I'm the robotic, I have two 14 year old + grandsons and both are allergic to anything mechanical, but put a keypad device in their hands and they are happy as larry.


----------



## RC Wells (Dec 26, 2008)

I have a friend that bought one of those Husqvarna 450X robotic mowers. She has a very small lawn (60x152 feet) and a parking strip by the curb, and after she laid out the programming cables/guide wires so the mower could sense the area to be mowed, it works very well. Her first shot at using it resulted in it running down the street several blocks looking for the signal to turn. I think it may have just kept going if some kids had not cornered the thing. Lesson there is to read the instructions, which no man would ever do, so it would unlikely work for any of us! 
It does have an interface to an iPhone, so can be driven around by that too. A bit nerdy, but more entertaining than most TV shows and better than watching morons kneel during the National Anthem.
It has a battery that lasts her a month, and takes an hour or so to charge. She ran it dead because she did not plug the charger into the mower. The blades look a bit like box cutter knives, and they seem to last quite well. It does not bag, so the lawn needs to be mowed every three days or there is a big mess of ground grass clumps all through the lawn.


----------



## Newell (Jan 30, 2019)

*That lawn* (_when showing " big messes of ground grass clumps all through the lawn...."_). * sounds like mine looks, 
since I can't get the flail mower workin'
'till I get the 3 pt hitch workin', 
which means I should get busy workin':

so the grass is gonna get higher, I predict. 
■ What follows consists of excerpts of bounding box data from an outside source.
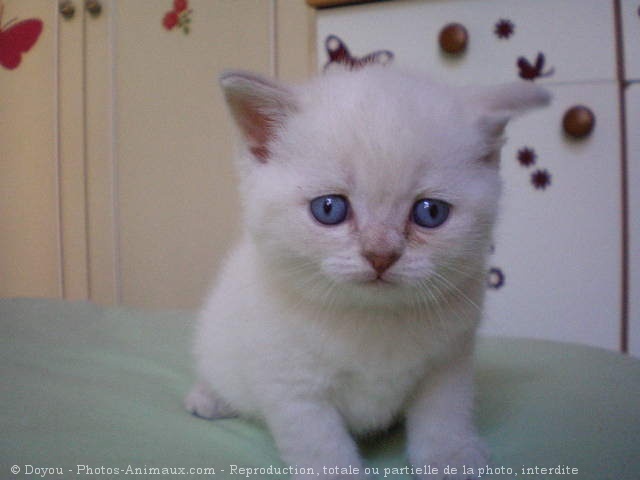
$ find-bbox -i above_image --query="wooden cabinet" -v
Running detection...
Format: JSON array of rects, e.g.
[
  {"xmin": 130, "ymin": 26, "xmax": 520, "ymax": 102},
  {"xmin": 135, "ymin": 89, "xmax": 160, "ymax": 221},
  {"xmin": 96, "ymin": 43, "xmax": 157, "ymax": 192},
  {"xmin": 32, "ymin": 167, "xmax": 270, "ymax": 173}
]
[
  {"xmin": 0, "ymin": 0, "xmax": 313, "ymax": 308},
  {"xmin": 626, "ymin": 84, "xmax": 640, "ymax": 357},
  {"xmin": 316, "ymin": 0, "xmax": 640, "ymax": 353},
  {"xmin": 621, "ymin": 0, "xmax": 640, "ymax": 357}
]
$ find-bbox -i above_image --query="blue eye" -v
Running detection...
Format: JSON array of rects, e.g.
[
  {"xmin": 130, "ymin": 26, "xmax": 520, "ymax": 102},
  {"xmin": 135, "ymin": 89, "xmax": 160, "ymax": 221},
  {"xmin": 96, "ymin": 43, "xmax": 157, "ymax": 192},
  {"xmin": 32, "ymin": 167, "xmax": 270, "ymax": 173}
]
[
  {"xmin": 411, "ymin": 198, "xmax": 449, "ymax": 228},
  {"xmin": 310, "ymin": 195, "xmax": 349, "ymax": 225}
]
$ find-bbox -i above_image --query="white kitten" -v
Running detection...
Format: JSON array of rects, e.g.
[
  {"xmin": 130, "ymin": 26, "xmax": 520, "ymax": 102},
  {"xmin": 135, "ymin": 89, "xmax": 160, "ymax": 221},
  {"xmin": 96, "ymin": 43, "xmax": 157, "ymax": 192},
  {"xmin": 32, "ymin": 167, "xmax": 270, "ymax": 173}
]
[{"xmin": 186, "ymin": 66, "xmax": 549, "ymax": 479}]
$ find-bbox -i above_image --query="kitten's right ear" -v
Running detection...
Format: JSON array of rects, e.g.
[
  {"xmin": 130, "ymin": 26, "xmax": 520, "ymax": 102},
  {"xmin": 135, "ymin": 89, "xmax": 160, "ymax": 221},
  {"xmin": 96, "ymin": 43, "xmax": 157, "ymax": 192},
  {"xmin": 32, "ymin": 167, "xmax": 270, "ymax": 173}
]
[{"xmin": 220, "ymin": 71, "xmax": 297, "ymax": 163}]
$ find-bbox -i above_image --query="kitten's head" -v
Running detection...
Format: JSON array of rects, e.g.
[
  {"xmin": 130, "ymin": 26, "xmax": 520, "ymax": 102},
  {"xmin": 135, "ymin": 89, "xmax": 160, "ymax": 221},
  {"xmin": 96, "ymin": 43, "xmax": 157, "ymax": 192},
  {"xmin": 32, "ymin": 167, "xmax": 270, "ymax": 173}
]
[{"xmin": 221, "ymin": 67, "xmax": 549, "ymax": 308}]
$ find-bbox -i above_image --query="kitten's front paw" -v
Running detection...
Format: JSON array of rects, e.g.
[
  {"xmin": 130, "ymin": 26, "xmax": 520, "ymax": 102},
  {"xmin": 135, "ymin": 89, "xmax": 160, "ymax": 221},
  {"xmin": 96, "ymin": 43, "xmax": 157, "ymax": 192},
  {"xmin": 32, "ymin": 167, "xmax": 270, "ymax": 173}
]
[
  {"xmin": 409, "ymin": 437, "xmax": 489, "ymax": 480},
  {"xmin": 184, "ymin": 383, "xmax": 237, "ymax": 420}
]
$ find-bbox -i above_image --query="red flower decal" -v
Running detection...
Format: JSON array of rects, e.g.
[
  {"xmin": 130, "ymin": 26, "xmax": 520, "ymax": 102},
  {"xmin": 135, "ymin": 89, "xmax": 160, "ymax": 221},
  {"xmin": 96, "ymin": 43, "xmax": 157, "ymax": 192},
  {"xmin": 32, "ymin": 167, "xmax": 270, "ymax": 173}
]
[
  {"xmin": 0, "ymin": 0, "xmax": 43, "ymax": 70},
  {"xmin": 518, "ymin": 147, "xmax": 537, "ymax": 167},
  {"xmin": 162, "ymin": 12, "xmax": 178, "ymax": 30},
  {"xmin": 173, "ymin": 0, "xmax": 187, "ymax": 13},
  {"xmin": 531, "ymin": 169, "xmax": 551, "ymax": 190},
  {"xmin": 162, "ymin": 0, "xmax": 192, "ymax": 33},
  {"xmin": 493, "ymin": 18, "xmax": 515, "ymax": 38}
]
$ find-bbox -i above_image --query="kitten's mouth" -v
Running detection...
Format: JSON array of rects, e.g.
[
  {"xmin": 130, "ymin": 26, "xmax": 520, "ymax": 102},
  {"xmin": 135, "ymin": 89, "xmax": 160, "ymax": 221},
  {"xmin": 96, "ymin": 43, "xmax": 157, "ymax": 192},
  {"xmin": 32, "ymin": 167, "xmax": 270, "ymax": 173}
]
[{"xmin": 363, "ymin": 276, "xmax": 395, "ymax": 287}]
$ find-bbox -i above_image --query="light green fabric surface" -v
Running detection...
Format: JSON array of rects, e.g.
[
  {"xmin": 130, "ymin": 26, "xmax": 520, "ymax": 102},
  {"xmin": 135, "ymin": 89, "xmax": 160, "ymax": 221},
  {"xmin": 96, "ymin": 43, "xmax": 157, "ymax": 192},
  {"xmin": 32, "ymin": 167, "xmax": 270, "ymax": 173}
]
[{"xmin": 0, "ymin": 299, "xmax": 640, "ymax": 480}]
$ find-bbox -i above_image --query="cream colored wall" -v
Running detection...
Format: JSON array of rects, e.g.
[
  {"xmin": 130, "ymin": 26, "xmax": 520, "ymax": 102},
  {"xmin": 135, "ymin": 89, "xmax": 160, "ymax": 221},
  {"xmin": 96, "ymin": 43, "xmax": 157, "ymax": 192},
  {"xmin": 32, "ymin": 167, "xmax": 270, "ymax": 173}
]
[{"xmin": 0, "ymin": 0, "xmax": 315, "ymax": 308}]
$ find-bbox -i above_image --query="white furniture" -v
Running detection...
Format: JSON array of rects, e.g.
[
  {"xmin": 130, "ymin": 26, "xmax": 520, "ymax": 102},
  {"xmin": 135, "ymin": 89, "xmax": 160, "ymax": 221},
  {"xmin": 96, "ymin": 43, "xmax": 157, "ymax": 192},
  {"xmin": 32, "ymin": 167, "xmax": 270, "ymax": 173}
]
[{"xmin": 316, "ymin": 0, "xmax": 640, "ymax": 355}]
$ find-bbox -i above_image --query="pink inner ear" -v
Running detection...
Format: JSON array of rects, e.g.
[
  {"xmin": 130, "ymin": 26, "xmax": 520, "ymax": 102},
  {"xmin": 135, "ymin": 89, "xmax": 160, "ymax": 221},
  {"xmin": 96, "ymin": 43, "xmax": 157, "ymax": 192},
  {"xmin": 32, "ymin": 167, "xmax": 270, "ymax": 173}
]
[
  {"xmin": 249, "ymin": 146, "xmax": 269, "ymax": 163},
  {"xmin": 241, "ymin": 107, "xmax": 273, "ymax": 163}
]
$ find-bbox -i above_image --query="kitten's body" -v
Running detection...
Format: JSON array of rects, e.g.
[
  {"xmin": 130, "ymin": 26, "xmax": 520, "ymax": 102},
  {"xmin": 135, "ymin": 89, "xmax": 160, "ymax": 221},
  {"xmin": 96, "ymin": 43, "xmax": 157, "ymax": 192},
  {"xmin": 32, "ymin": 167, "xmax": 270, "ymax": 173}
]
[{"xmin": 186, "ymin": 68, "xmax": 547, "ymax": 478}]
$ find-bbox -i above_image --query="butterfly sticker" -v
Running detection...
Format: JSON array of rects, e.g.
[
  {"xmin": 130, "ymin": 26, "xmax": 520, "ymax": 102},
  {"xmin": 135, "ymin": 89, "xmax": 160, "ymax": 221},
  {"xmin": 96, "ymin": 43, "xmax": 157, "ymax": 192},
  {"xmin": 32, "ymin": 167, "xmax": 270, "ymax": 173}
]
[
  {"xmin": 324, "ymin": 35, "xmax": 393, "ymax": 70},
  {"xmin": 0, "ymin": 1, "xmax": 43, "ymax": 70},
  {"xmin": 517, "ymin": 52, "xmax": 555, "ymax": 80}
]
Sometimes my psychic powers of predicting future events, 
or delayed future events, 
amazes me.*
(definitely amazes Wifey,
I've come to note...)


----------



## Bob Driver (Nov 1, 2017)

Yep... Built probably 1/2 dozen for customers to use as "slope mowers" on really steep hills. I use... 1) Push mower with a caster front end like came on some Honda self-propelled mowers 2) A set of 12v DC drive motors off a Hover Round. 3) Two UR-1 340 CCA Batteries. 4) Sabertooth 2x25 motor controller from Dimension Engineering. 5) Spektrum DX5E RC Transmitter. Here's a You Tube Link that shows you how to wire the controller to the drive motors --- https://www.youtube.com/watch?v=qR-pNctmhdY. Parts are about $350-$400 including the used push mower. Takes about 4-5 hours to fabricate and wire. I charge $650 for the finished unit. It's usually people with no other option due to a steep grade other than a weed wacker. Some times it's a guy with a flat yard that just wants to sit in a lawn chair and drink beer while mowing the lawn. There's a learning curve to operating them, so I tell them two beers max and best stay away from the wife's petunias until you get the hang off it....


----------



## Dmfoste1 (Apr 22, 2019)

I don't have one yet, still enjoying the cup holder on my riding lawn mower. Let me get past the enjoyment I get from that and I might look at upgrading to the robotic one.


----------



## wjjones (May 28, 2010)

I mow so much I feel like a robot sometimes. A really old rusty robot.


----------